The Justice Department must now rule on criminal prosecutions and possible charges against 76-year-old Republican Donald Trump. Lawmakers approved the four counts of indictment in the last public session of the House Committee of Inquiry after a year and a half of investigations. The recommendation is not legally binding, but it is symbolically significant: it is the first time in US history that Congress has recommended criminal prosecution of a former president.
It also adds to the pressure on the Justice Department in its Trump investigation. Attorney General Merrick Garland had already appointed a special prosecutor against the former president in mid-November.
Representative Jamie Raskin said on Monday that evidence compiled by the U-Committee shows that Trump’s intent was to prevent the peaceful transfer of power enshrined in the US Constitution after the 2020 presidential election. .
“We don’t have a justice system where foot soldiers go to jail and leaders and leaders get away with it,” said the Democratic Party lawmaker. Conservative Republican Representative Liz Cheney said Trump, who has already entered the 2024 presidential race, is “unable” to hold public office again.
“Liz Chaney”
Trump initially responded with just one sentence on his Truth Social online platform, in which he misspelled Cheney’s name: “But Liz Chaney lost with a record 40 points.”
The former president was obviously referring to the clear defeat of his toughest internal critic in the Republican primaries ahead of the November 8 parliamentary elections. Trump’s son Eric called the investigative committee a “fanatically partisan anti-Trump group” and a “mock court” on Truth Social.
Radical Trump supporters invaded the Capitol on January 6, 2021 to prevent confirmation of the victory of Democrat Joe Biden in the November 2020 presidential election.

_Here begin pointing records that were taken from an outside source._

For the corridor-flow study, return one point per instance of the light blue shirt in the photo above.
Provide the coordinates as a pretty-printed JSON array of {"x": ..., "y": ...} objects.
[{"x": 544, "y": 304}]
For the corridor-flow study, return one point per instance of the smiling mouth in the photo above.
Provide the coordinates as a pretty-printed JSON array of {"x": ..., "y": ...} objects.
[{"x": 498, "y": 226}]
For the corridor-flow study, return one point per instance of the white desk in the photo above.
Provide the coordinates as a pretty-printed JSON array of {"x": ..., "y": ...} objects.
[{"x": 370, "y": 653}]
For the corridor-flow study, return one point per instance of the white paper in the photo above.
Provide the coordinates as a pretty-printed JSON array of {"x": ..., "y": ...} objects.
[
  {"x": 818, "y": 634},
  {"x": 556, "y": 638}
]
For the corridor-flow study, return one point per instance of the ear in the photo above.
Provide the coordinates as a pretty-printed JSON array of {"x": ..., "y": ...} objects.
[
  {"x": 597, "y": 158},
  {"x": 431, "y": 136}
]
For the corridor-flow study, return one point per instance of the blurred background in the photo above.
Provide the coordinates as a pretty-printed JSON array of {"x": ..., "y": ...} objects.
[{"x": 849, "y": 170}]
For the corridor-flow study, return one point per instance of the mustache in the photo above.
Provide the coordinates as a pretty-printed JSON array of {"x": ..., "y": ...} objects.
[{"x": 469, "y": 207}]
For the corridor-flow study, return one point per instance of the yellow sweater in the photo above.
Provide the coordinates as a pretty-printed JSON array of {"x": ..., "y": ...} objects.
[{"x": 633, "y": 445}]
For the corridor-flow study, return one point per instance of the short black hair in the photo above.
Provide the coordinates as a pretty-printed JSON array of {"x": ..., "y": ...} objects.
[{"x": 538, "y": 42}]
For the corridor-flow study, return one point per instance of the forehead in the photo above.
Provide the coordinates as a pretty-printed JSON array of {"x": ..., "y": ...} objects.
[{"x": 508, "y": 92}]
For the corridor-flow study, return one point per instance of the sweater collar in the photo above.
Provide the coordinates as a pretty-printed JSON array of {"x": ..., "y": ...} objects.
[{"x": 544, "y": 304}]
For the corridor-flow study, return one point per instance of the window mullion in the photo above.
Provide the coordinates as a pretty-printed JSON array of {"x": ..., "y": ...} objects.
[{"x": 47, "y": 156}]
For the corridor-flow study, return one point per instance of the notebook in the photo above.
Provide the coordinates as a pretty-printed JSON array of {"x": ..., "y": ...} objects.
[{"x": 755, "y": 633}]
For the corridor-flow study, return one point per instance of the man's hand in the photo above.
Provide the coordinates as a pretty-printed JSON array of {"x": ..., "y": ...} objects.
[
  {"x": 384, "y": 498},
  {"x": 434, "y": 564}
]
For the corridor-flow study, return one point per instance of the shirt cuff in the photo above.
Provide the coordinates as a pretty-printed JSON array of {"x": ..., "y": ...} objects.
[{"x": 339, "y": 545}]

The invasion of Congress with five dead shook the United States and caused international horror.
The members of the investigative committee – seven Democrats and two Republicans – consider Trump primarily responsible for the violence. After the election, the right-wing populist refused to concede defeat and spread accusations of voter fraud that were often refuted.

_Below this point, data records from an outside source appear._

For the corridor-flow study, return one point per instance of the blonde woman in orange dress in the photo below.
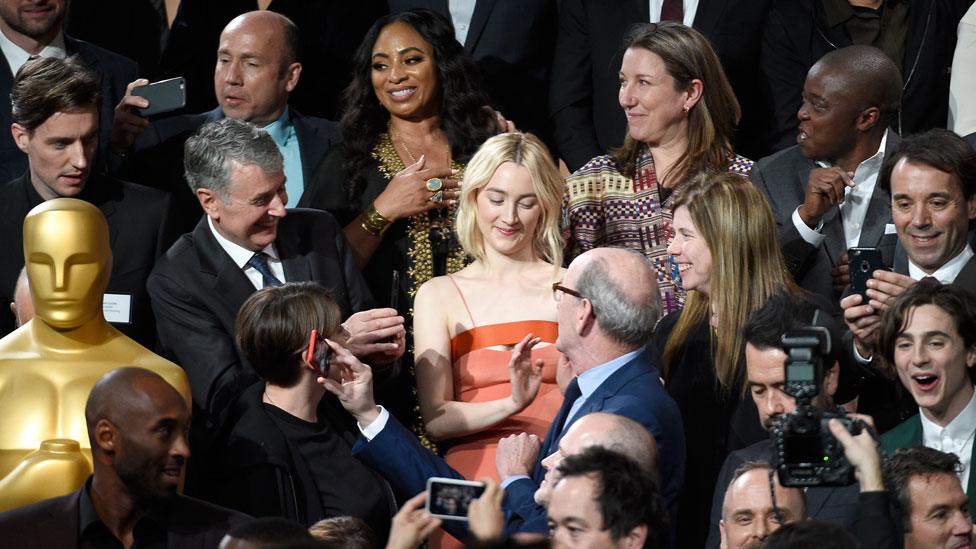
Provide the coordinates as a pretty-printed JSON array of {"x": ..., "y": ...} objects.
[{"x": 484, "y": 337}]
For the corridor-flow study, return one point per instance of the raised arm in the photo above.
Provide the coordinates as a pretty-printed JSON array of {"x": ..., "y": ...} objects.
[{"x": 444, "y": 416}]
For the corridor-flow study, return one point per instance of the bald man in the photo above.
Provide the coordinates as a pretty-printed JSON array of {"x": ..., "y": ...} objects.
[
  {"x": 607, "y": 304},
  {"x": 137, "y": 424},
  {"x": 823, "y": 190},
  {"x": 257, "y": 69}
]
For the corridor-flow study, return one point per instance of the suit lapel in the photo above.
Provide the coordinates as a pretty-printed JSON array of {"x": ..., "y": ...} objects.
[
  {"x": 482, "y": 10},
  {"x": 227, "y": 280}
]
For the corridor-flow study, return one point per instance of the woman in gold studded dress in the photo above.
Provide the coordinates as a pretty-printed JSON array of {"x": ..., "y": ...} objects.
[{"x": 413, "y": 116}]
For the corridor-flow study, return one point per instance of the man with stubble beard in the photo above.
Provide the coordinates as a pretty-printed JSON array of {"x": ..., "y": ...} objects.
[
  {"x": 766, "y": 371},
  {"x": 138, "y": 425}
]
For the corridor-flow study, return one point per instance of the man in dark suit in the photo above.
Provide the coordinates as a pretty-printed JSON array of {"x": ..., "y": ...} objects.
[
  {"x": 823, "y": 190},
  {"x": 257, "y": 68},
  {"x": 27, "y": 30},
  {"x": 919, "y": 36},
  {"x": 248, "y": 240},
  {"x": 766, "y": 373},
  {"x": 55, "y": 122},
  {"x": 137, "y": 425},
  {"x": 586, "y": 117},
  {"x": 932, "y": 181},
  {"x": 615, "y": 373},
  {"x": 512, "y": 43}
]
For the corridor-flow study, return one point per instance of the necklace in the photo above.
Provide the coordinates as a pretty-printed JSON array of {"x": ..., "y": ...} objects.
[{"x": 413, "y": 159}]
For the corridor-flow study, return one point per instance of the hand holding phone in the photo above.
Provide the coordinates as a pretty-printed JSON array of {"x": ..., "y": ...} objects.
[
  {"x": 862, "y": 263},
  {"x": 164, "y": 96},
  {"x": 448, "y": 498}
]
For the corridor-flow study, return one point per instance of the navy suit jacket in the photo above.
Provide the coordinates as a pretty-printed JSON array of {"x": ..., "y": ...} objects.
[
  {"x": 634, "y": 391},
  {"x": 115, "y": 72}
]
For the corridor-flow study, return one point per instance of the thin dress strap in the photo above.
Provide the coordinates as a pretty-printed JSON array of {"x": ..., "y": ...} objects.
[{"x": 464, "y": 301}]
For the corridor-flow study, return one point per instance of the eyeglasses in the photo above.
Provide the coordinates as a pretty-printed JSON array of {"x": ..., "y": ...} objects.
[{"x": 557, "y": 287}]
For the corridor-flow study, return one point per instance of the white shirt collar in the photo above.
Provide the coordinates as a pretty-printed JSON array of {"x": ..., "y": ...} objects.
[
  {"x": 17, "y": 56},
  {"x": 948, "y": 272},
  {"x": 238, "y": 254}
]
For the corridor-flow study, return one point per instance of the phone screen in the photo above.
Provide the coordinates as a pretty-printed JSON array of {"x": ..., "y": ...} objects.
[{"x": 450, "y": 498}]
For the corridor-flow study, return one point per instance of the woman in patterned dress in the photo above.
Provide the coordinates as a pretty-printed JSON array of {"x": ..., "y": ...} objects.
[{"x": 681, "y": 112}]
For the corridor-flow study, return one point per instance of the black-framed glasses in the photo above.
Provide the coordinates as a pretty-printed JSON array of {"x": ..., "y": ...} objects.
[{"x": 557, "y": 287}]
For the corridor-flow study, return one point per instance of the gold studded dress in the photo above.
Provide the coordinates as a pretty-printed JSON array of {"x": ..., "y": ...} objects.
[{"x": 420, "y": 247}]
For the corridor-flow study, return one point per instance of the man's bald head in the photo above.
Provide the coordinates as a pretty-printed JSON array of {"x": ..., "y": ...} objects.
[
  {"x": 123, "y": 392},
  {"x": 622, "y": 287},
  {"x": 283, "y": 31},
  {"x": 869, "y": 75}
]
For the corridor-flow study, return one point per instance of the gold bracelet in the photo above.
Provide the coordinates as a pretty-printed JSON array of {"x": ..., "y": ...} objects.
[{"x": 374, "y": 223}]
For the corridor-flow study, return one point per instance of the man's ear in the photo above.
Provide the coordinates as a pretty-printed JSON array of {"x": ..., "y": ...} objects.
[
  {"x": 635, "y": 538},
  {"x": 21, "y": 136},
  {"x": 868, "y": 118},
  {"x": 106, "y": 436},
  {"x": 208, "y": 201},
  {"x": 831, "y": 379}
]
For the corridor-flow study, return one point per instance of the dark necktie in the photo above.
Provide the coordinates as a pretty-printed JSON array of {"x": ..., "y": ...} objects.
[
  {"x": 673, "y": 10},
  {"x": 572, "y": 393},
  {"x": 259, "y": 262}
]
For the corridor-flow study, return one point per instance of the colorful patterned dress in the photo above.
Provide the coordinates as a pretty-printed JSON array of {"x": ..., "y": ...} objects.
[{"x": 603, "y": 208}]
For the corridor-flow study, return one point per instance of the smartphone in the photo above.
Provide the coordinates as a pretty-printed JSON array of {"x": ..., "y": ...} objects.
[
  {"x": 164, "y": 96},
  {"x": 318, "y": 353},
  {"x": 448, "y": 498},
  {"x": 863, "y": 262}
]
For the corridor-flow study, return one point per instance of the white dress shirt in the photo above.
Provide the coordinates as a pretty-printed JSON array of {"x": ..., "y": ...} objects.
[
  {"x": 240, "y": 256},
  {"x": 17, "y": 56},
  {"x": 461, "y": 13},
  {"x": 948, "y": 272},
  {"x": 690, "y": 9},
  {"x": 955, "y": 438},
  {"x": 854, "y": 208}
]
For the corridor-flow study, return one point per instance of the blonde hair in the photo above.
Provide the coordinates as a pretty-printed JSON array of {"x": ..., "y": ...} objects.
[
  {"x": 526, "y": 150},
  {"x": 687, "y": 55},
  {"x": 736, "y": 222}
]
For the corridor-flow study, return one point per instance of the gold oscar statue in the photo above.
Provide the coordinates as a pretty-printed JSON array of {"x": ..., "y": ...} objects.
[{"x": 49, "y": 365}]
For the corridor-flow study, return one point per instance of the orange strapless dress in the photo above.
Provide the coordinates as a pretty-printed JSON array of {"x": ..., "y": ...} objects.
[{"x": 481, "y": 374}]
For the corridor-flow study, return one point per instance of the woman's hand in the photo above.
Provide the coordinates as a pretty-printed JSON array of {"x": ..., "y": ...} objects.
[
  {"x": 412, "y": 524},
  {"x": 407, "y": 193},
  {"x": 525, "y": 375},
  {"x": 355, "y": 391},
  {"x": 485, "y": 517}
]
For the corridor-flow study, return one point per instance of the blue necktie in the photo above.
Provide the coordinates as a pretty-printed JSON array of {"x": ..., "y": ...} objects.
[{"x": 259, "y": 262}]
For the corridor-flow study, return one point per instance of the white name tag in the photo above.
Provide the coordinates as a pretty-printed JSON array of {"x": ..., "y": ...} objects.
[{"x": 116, "y": 308}]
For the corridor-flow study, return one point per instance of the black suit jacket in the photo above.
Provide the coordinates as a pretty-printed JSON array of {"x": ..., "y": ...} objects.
[
  {"x": 838, "y": 505},
  {"x": 797, "y": 35},
  {"x": 138, "y": 232},
  {"x": 512, "y": 42},
  {"x": 190, "y": 523},
  {"x": 157, "y": 158},
  {"x": 586, "y": 116},
  {"x": 196, "y": 290},
  {"x": 115, "y": 71},
  {"x": 782, "y": 178}
]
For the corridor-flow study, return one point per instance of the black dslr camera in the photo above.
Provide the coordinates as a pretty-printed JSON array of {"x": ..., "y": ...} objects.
[{"x": 805, "y": 453}]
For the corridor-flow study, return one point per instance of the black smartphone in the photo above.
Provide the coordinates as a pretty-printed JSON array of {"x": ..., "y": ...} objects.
[
  {"x": 863, "y": 262},
  {"x": 164, "y": 96},
  {"x": 448, "y": 498}
]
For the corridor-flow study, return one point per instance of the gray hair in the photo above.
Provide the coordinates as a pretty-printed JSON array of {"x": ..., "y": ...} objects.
[
  {"x": 208, "y": 154},
  {"x": 628, "y": 319}
]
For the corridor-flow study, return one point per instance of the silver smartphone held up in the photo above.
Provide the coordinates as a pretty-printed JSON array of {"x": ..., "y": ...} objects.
[
  {"x": 164, "y": 96},
  {"x": 448, "y": 498}
]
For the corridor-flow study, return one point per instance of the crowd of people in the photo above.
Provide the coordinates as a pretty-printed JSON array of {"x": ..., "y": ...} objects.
[{"x": 394, "y": 241}]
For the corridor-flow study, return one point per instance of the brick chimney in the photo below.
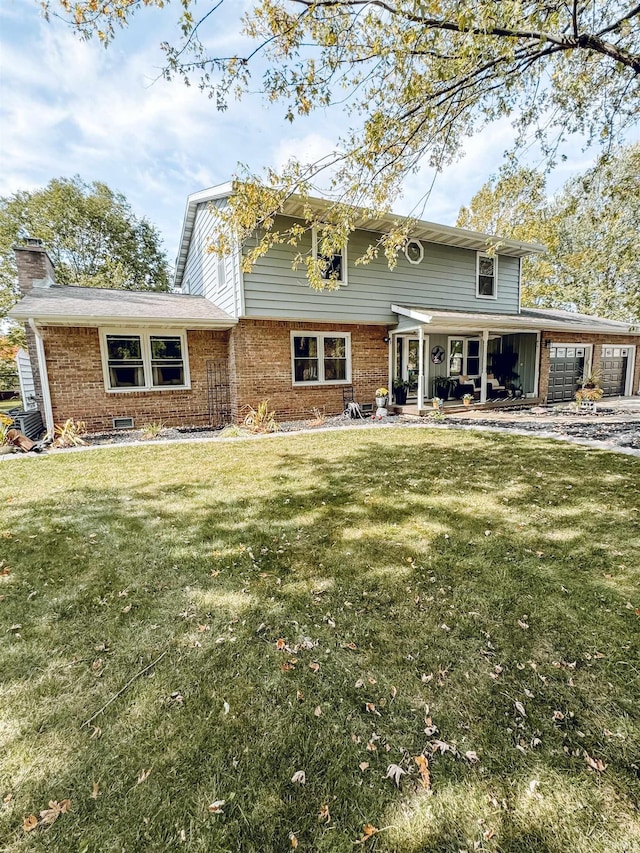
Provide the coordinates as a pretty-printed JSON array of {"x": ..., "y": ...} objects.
[
  {"x": 35, "y": 269},
  {"x": 34, "y": 265}
]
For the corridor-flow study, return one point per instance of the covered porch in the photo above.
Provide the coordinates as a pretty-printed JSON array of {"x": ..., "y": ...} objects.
[{"x": 490, "y": 359}]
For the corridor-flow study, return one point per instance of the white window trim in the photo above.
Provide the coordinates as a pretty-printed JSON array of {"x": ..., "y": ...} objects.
[
  {"x": 406, "y": 251},
  {"x": 145, "y": 336},
  {"x": 303, "y": 333},
  {"x": 494, "y": 258},
  {"x": 465, "y": 355},
  {"x": 314, "y": 242}
]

He lobbied election officials in several states to overturn the election result and urged his Vice President Mike Pence to block final confirmation of Biden’s victory in Congress. On January 6, 2021, Trump then called on his supporters gathered in Washington to march to the Capitol and fight “whatever the hell”.
The House of Representatives had already started impeachment proceedings against Trump after the Capitol was invaded, but the Senate failed. In the summer of 2021, a parliamentary commission of inquiry began its work to uncover the background to the Capitol invasion. The panel will publish its final report on Wednesday.

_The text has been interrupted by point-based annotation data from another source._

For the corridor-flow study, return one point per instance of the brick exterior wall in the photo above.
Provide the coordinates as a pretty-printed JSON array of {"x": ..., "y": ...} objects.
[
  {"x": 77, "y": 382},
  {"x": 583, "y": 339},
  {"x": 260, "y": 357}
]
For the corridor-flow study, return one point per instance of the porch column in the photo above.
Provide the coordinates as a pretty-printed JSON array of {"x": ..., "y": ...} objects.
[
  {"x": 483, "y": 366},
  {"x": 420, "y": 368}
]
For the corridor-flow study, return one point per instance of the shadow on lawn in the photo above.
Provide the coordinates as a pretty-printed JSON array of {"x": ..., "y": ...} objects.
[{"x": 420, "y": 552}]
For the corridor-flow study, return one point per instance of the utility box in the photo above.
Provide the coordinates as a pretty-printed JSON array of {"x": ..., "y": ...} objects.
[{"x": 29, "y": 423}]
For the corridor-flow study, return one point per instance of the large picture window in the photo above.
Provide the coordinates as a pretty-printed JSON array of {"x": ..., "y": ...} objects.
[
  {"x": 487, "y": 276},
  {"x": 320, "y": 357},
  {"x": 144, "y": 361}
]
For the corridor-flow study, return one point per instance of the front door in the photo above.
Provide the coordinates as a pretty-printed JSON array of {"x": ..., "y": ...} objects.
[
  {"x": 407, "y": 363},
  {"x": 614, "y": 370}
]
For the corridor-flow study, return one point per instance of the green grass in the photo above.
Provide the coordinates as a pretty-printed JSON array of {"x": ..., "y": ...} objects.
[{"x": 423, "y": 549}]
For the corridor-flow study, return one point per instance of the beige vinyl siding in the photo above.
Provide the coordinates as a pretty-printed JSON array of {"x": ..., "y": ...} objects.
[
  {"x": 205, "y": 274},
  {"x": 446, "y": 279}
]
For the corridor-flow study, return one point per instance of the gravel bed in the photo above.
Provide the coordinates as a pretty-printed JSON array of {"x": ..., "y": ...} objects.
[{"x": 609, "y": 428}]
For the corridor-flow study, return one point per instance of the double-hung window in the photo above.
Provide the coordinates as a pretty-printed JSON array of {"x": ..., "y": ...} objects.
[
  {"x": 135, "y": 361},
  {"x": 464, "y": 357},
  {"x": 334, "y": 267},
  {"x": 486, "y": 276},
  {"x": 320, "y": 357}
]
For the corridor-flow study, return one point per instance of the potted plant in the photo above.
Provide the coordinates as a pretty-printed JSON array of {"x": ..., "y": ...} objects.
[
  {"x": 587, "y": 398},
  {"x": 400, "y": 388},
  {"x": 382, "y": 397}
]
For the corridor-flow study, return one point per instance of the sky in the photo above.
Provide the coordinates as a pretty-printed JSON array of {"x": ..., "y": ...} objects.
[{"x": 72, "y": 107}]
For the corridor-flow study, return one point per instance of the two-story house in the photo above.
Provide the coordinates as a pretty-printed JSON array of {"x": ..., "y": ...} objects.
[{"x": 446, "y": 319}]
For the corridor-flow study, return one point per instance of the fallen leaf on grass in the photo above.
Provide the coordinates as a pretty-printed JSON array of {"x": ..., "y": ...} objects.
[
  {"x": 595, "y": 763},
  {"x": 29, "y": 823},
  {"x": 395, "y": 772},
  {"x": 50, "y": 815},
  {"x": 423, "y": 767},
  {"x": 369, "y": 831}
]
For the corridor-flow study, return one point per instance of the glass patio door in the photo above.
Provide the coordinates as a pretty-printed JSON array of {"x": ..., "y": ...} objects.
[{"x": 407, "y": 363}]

The US federal judiciary is likely to incorporate the lawmakers’ findings into its own investigations of Trump. Attorney General Jack Smith, appointed special counsel by Attorney General Garland in November, is investigating Trump’s role in the Capitol storming and, in general, the question of a possible impediment to the transfer of power after the 2020 presidential election.
A second line of investigation is the secret documents Trump took from the White House to his private Mar-a-Lago estate in the US state of Florida in early 2021, towards the end of his term.